Downregulation of endogenous 2N4R-TAU prevents AβO-induced spine loss: Next, we aimed to suppress endogenous TAU in our primary neuron cultures. In a first attempt, primary rat neurons were incubated with a 2N-TAU specific antibody (71C11) for 4–5 days. TAU isoform levels were assessed by western blot assay under dephosphorylating conditions. 2N4R-TAU levels, but none of the other isoforms of TAU, were suppressed after incubation with 71C11 antibody compared to untreated controls (Figure 1D) in all three cultures.

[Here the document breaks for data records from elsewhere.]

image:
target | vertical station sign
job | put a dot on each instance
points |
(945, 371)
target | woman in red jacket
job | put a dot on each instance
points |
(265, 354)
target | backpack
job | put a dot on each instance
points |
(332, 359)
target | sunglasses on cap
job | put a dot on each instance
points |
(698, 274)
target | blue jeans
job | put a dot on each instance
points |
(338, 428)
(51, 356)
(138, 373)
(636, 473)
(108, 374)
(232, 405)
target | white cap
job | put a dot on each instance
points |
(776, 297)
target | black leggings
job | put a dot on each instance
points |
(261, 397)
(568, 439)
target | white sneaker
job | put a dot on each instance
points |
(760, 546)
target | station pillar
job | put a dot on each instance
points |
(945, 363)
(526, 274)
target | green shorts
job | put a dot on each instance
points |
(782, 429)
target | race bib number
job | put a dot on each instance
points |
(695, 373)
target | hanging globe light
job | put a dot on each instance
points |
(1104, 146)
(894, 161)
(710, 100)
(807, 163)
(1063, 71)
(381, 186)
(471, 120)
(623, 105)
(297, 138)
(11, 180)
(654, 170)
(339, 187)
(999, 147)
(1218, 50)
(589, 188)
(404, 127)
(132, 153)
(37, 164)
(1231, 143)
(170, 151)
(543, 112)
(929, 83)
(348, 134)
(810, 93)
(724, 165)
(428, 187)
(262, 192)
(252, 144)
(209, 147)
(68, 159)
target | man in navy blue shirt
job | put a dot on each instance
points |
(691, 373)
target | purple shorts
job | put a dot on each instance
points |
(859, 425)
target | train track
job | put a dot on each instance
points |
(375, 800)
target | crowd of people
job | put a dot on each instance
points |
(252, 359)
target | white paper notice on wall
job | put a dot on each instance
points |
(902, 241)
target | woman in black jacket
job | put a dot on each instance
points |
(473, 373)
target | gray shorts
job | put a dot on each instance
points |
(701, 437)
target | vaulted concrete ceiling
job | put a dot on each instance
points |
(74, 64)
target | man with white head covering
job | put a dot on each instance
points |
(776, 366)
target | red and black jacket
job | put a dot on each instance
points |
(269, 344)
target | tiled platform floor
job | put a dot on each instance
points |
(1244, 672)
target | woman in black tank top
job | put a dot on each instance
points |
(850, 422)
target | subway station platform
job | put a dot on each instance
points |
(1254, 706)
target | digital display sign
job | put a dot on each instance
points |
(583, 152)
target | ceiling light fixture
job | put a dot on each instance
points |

This hints towards antibody-mediated suppression of TAU isoforms (here, due to the absence of 2N3R TAU, specifically 2N4R TAU) in neurons being possible. In the next step, to test whether 2N4R suppression may be beneficial in a disease context, the spine density of neurons after treatment with AβOs was analyzed in dependence on antibody-mediated 2N-TAU suppression. 2N4R-TAU was suppressed by two different concentrations of 71C11 (hereafter referred to as 71C11-low (1:600) and 71C11-high (1:300)), resulting in lower or stronger 2N4R repression, respectively (Figure 1E). In line with previous reports (Zempel et al., 2013) and with our results above, AβO-treatment resulted in dendritic spine loss that was prevented by the suppression of 2N4R-TAU in a dose-dependent manner (Figure 1E). To further validate a potential beneficial effect of 2N4R-TAU, we next downregulated 2N4R-TAU by RNAi. For this, an adenovirus (AdV)-delivered shRNA construct was generated that specifically targets rat 2N-TAU isoforms (Figure 1F and G). AdV-mediated delivery resulted in significant knockdown of 2N4R-TAU (but not the other three detectable TAU isoforms) in our rat primary neurons, as analyzed by western blot assay (Figure 1F). These results indicate that RNAi-based knockdown of 2N-TAU isoforms is suitable to suppress 2N4R-TAU in rat primary neurons selectively, due to the absence of 2N3R-TAU. Analysis of spine density after knockdown of endogenous rat 2N4R-TAU and subsequent AβO treatment again showed a noticeably increased spine density compared to AβO treated and mock-transduced neurons (Figure 1G), which confirmed that, indeed, 2N4R-TAU may mediate AβO-induced spine loss. Our results indicate that the 2N4R-TAU isoform may specifically mediate acute AβO-induced spine loss.